Can the $0$-norm represent determinism? In Scott Aaronson's Quantum Computing since Democritus, he presents classical probability theory as based on the $1$-norm, and QM as based on the $2$-norm. 

Call $\{v_1,\ldots,v_N\}$ a unit vector in the $p$-norm if $|v_1|^{\ p}+\cdots+|v_N|^{\ p}=1$

The slide below is from a presentation of his.



Now, he seems to claim that the $1$-norm and the $2$-norm are the only options here, although earlier in the book he allowed for three choices:

(1) determinism, (2) classical probabilities, or (3) quantum mechanics.

My question is: Would it be natural to let determinism be simply based on the $0$-norm? Is this problematic? Wouldn't the definition $0^0=0$ (for this purpose) and $p_i\in\{0,1\}$ suffice?
If so, what would be the equivalent to "probability vector" and "amplitude vector" be called?
("Indicator vector"??)
 A: Yes, all of this works out.
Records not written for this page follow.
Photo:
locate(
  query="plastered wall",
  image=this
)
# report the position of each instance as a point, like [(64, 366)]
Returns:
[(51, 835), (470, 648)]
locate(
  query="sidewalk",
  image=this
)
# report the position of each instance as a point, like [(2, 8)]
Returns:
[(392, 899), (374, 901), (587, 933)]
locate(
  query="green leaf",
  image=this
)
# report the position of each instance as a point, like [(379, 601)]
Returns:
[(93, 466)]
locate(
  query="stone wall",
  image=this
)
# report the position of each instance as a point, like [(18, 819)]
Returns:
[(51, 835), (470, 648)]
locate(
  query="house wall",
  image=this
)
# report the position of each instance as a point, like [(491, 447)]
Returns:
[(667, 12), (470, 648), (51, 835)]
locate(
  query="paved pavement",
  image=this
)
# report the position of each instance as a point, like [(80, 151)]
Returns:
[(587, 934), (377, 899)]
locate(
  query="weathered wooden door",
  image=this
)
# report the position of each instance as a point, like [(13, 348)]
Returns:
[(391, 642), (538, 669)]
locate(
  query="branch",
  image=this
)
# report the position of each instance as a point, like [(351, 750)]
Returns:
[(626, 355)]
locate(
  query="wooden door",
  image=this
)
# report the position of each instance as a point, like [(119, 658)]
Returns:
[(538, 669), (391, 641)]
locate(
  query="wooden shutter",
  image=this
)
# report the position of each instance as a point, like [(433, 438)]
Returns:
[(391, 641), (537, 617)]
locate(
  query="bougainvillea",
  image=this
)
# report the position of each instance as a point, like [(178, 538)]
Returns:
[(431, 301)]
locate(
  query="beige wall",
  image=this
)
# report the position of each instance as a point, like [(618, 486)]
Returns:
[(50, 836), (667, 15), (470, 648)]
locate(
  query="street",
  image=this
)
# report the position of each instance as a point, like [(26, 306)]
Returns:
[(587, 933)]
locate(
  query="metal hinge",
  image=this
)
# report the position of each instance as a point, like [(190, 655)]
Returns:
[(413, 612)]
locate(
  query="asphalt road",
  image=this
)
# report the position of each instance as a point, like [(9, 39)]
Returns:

You just get finite sets and functions between them. 
Incidentally, if you want an even more abstract approach to probability that unifies classical and quantum probability into one framework, check out noncommutative probability. I've written about this here and the specialization to the cases Aaronson describes is given here. 
A: Another way to view the 0-norm or determinism condition is as the intersection of the 1- and 2-norm conditions. In that respect it is not a different type of theory, only a special case, and it can be considered a matter of convention whether you count it as distinct given the other two. 
Positivity assumptions are crucial in limiting the set of possibilities to two or three.
A: I remember reading Scott Aarronsons Post on this topic. However, I must say this
(1) Its unclear what the norm is in classical probability is to begin with; and what is meant by classical probability. 
(2) its unclear to me what Quantum probability is; and what its distinction (other than as a matter of formal details is). 
One can see Narens "2014, Probabilistic Lattices",  "Probability: an Examination of Qualitative and Logical Foundations" and for more formal work, his books 1985, "Abstract Measurement Theory" and Theories of Meaninfulness  see https://books.google.com.au/books?id=Bh23CgAAQBAJ&pg=PA186&lpg=PA186&dq=Narens+2014&source=bl&ots=K3Ny5Uv_sm&sig=YDJrE28W3uncAJEt2Cs2vXSepTo&hl=en&sa=X&ved=0ahUKEwifqPWjjNrTAhUFGZQKHbMsAssQ6AEIQTAF#v=onepage&q=Narens%202014&f=false
(3) And that is because its unclear to me what Probability in general is. I begin to suspect, that Quantum probability (or rather just probability) if it to ever work at all, must act in an odd, logic based albeit somewhat contextual fashion such as in Quantum mechanics. 
Whilst I do not reject the formal division, I reject the division in terminology. It often licenses one to think that some well understood concept, works differently in the Quantum Realm. When it has never been understood to begin with, seen its inception by the drunken gambler Cardano. 
In contrast to the axioms (of  a formal form). There are differences, but Q probability (much as I hate to use this term, or the term classical probability) roughly subscribes to the same axioms and axiom schemata.
But there are differences of course, but this is the case, under any different interpretation or truth condition of chance; whether intended for QM or classical cases or both, or neither. Otherwise one would begin to suspect, that nothing different is being said
.
 Just as much as, the measure theoretical interpretation, is an interpretation, or frequentism is; even if the former, is as much of an non-interpretation, as a inter-pretation can be
A: I hope E T Jaynes ("Probability: the logic of Science, 2003") 
is not right when he says, that were I to alive in 1000 years hence, I would find that no progress has been made whatso-ever; not that his approach, logico/objective Bayesian approach, is going to help, with regard to QM or non QM matters though
Either by making some sense of what it (probability) meant to begin with, or by throwing it ,that is the entire concept of probability/plausibility,aka 'graded modal logic' whether qualitative or numerical, ontic, prescriptive or descriptive,  out of the history books and the dictionary and out of the academy.
As I think Simon Saunders said, in one of his contributions to the compendium in his co-edited, 2012,See(https://www.amazon.com/Many-Worlds-Everett-Quantum-Reality/dp/0199655502) (or rather chance?)
I say chance/probability, because as I see it, accompanying any (nearly any) formalism, reconstruction or interpretation of Quantum mechanics, is an account of probability. 
By this is meant, the interpretation, or the formalism, or some combination in between. Its not yet clear that Quantum probability is any different. partly because its unclear whether we ever understood what probability means to begin with.  QM can consider it to be roughly just another interpretation whose truth conditions are different.